"I always wanted
to be somebody, but now I realize I should have been more specific.”
--Lily Tomlin
My 4th grade girlfriend recently moved to Los Angeles. We’re more akin
to siblings now than anything and I’m thrilled she’s living only 2 minutes
away, 4 with traffic. She moved in with
the love of her life, her new amazing girlfriend.
Last week 4th grade girlfriend and I had drinks.
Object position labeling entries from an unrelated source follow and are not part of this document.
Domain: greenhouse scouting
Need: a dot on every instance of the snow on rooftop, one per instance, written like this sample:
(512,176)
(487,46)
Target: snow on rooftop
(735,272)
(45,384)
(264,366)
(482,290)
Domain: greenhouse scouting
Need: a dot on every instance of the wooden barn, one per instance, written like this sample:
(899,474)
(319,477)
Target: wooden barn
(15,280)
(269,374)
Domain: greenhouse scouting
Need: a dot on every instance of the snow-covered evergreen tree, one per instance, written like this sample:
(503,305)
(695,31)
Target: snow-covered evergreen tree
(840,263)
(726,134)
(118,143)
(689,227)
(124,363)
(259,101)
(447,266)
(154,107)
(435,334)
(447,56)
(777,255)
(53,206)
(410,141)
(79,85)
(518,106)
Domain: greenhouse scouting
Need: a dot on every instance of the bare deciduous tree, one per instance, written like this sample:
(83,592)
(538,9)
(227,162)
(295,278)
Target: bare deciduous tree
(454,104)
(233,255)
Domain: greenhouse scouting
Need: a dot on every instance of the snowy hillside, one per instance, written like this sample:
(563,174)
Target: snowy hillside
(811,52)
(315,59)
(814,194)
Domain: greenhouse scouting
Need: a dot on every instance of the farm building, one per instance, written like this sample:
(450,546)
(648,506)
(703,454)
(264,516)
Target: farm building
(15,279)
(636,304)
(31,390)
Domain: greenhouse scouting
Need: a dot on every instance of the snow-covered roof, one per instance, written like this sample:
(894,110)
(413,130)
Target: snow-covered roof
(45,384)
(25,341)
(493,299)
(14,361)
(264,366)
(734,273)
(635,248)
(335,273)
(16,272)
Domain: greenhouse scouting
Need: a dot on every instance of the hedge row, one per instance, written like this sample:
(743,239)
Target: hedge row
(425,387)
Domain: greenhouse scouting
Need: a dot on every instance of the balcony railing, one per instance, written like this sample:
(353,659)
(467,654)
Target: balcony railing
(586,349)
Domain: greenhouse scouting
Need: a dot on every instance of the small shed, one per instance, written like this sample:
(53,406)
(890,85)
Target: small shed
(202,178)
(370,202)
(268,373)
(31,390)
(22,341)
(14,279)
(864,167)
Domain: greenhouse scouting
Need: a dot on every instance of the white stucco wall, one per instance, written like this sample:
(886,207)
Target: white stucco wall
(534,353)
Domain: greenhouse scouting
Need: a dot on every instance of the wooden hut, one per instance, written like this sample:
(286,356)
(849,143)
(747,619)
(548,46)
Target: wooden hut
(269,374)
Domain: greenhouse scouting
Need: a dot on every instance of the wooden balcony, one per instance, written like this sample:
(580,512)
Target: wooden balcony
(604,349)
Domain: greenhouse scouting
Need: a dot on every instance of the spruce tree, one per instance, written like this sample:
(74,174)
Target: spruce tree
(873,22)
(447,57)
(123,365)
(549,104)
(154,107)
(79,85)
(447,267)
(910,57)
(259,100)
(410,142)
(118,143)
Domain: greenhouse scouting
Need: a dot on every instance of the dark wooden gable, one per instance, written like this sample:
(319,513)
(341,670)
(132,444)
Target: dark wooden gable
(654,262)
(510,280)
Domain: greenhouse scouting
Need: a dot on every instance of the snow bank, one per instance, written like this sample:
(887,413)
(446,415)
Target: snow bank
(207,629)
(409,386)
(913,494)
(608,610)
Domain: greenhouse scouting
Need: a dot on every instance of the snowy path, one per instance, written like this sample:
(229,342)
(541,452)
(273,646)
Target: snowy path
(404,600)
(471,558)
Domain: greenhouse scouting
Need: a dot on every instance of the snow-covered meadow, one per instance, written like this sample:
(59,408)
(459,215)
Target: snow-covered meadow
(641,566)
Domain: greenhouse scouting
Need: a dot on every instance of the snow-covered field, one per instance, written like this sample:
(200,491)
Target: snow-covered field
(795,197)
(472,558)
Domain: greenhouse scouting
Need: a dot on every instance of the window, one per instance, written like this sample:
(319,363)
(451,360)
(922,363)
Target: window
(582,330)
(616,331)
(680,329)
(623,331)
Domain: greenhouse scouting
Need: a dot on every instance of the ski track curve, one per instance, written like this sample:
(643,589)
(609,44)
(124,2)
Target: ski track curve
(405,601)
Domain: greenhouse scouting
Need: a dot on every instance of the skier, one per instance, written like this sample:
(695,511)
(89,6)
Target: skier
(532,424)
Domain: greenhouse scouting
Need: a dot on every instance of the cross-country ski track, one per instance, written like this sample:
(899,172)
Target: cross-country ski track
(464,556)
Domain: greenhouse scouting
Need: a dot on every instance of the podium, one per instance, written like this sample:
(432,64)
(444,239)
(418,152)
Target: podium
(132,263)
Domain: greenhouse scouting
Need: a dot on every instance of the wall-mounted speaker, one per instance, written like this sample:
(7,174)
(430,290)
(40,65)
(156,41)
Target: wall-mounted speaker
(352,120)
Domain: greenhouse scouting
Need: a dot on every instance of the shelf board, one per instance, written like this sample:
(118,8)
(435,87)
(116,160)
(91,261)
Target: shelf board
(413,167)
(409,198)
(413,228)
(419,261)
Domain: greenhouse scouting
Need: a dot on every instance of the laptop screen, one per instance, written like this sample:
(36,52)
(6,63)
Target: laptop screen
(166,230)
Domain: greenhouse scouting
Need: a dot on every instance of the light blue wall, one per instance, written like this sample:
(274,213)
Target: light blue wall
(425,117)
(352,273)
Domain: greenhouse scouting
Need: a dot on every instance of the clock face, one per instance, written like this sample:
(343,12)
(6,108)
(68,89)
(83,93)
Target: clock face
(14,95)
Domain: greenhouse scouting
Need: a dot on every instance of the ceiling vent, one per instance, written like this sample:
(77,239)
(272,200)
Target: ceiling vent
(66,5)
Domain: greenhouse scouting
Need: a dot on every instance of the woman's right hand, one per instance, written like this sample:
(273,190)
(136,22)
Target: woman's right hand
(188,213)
After an hour of repeatedly interrupting each
other to ask the other more questions about their life, out she burst “there’s
something serious we need to discuss.”
My crime - I made a rape joke during a recent Passover seder and
offended her girlfriend and her girlfriend’s younger sister visiting from the Midwest. Bright red and sweating, I threw
up my hands in the air. What can I do to
make this better? Send an email, write a
letter, make a phone call, stop by the house, send a truckload of flowers, buy
a pony?
4th grade girlfriend said “I know you’re a
hopeless romantic and you worship women and would never intend to say anything
mean but you made a rape joke that didn’t land well.”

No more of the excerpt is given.